Bobby breathes deeply. In his prayers he greets Marcy and Brooke and Robert Jr. He tells them how much he loves them, how much he misses them, and how he still hopes one day to meet them again. 

*

For dinner that night Bobby makes chuck roast and mashed potatoes. Before eating Harry says grace. He gives thanks, like he always does, but then he says something that makes Bobby’s heart jump into his throat. He says, his voice small but even and sure, “God, please keep Bobby’s family close to you.”

Bobby’s confused at first, because they are his family, him and Thena and May, and he doesn’t understand why Harry doesn’t just say “us,” but then Harry continues.

“I know Bobby misses them, but please let them know we love him and we’re taking good care of him.”

It hits Bobby all at once then, and he has to blink back tears, he’s so overcome with emotion. It’s a whirlwind inside him, the longing he feels for Marcy and Robert Jr. and Brooke, and the deep love he feels for his family sitting around him. He’s silent for a long moment, swallowing and trying not to cry, but then he feels Athena squeeze his hand. He squeezes hers back, and he clears his throat.

“Thank you, Harry,” he says. “I love you, too, so much.”

Later in bed he and Athena make love, and afterwards he holds her close, her back to his front. He asks her, “How did you and Michael do it?” 

“Excuse me?” Thena’s voice comes quick and scandalized. She twists in his arms to stare at him, and she looks horrified. Bobby has to tuck his head down to her shoulder to muffle his laugh. 

“Oh, no, that’s not what I mean,” he says. 

“You better explain yourself quickly and clearly, then,” Thena says, but she’s already lost all her bite, and is snuggling back against him. 

“I mean how did you and Michael raise such great kids?” 

“Mmmm.” Athena makes a soft, low sound, considering his words. She runs gentle fingers up and down his arm. Bobby lets her think, and then he lets her talk.

“You know I had them late, right?” 

“Mmhmm.” 

“We both work such crazy hours, me with my shifts at all time of day and night, and Michael with his 80-hour weeks. But then I hit 33 and realized if I wanted kids, and I did, then I had to have them soon, or else it was gonna be too hard.” 

“So you guys planned it?” 

“Mmhmm. We sat down and talked about what kind of parents we wanted to be. Firm, but not so much that they didn’t feel free. We didn’t want them to feel suffocated. We wanted to give them everything we didn’t have, but not spoil them and have them think the world is easy.”

Athena shakes her head and laughs, and Bobby feels it against his chest. “I guess we were just trying not to be like our own parents. Of course, the plans you lay out get thrown out the door once you have the reality of being responsible for a living, breathing person in front of you.
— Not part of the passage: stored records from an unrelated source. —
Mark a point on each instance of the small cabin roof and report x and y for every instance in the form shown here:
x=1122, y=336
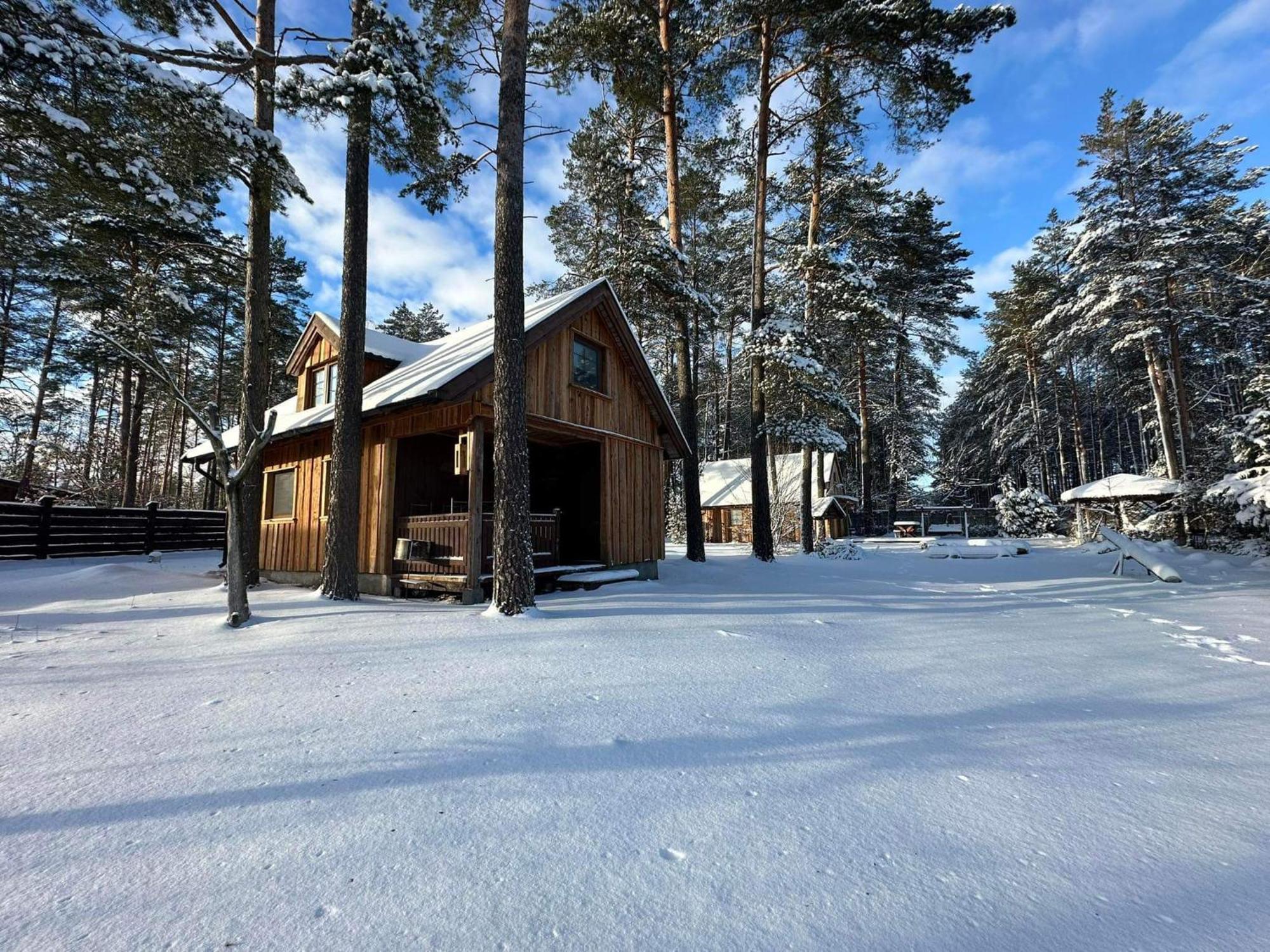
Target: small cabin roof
x=826, y=507
x=726, y=483
x=378, y=343
x=1123, y=486
x=453, y=366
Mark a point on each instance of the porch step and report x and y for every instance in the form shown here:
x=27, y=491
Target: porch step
x=595, y=579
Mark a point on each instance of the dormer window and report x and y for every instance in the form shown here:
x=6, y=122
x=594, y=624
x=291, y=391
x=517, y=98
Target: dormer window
x=323, y=384
x=589, y=365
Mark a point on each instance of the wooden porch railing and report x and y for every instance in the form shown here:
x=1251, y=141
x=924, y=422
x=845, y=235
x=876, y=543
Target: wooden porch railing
x=440, y=543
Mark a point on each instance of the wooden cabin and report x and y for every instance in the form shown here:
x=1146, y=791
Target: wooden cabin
x=600, y=431
x=727, y=508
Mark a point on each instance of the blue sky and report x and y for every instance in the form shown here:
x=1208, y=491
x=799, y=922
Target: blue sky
x=1003, y=163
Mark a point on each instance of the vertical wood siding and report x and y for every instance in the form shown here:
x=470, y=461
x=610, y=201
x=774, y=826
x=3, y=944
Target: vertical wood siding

“…I don’t know. Michael and I trusted each other. We still do. We believed we could do it together. And we trust our kids.”

Bobby doesn’t say anything once Athena falls silent. The silence is comfortable between them and they enjoy it together, enjoy being so close to each other, for a long moment. Bobby closes his eyes and thinks of a younger Athena deciding to become a mother because she wanted it, believing she’d be wonderful at it and then going and doing just that.

She shifts against him, turns in his arms so that she’s facing him. Bobby opens his eyes again to look at her in the darkness of their room. She’s so pretty, gorgeous, really. He kisses her, long and sweet, and he puts all the wonder he has for her in it. She smiles at him when he pulls away.

“You’re a part of it, too, now.”

“Me?” Bobby asks.

“Yes, you. You think I married you without thinking what kind of parent you would be?”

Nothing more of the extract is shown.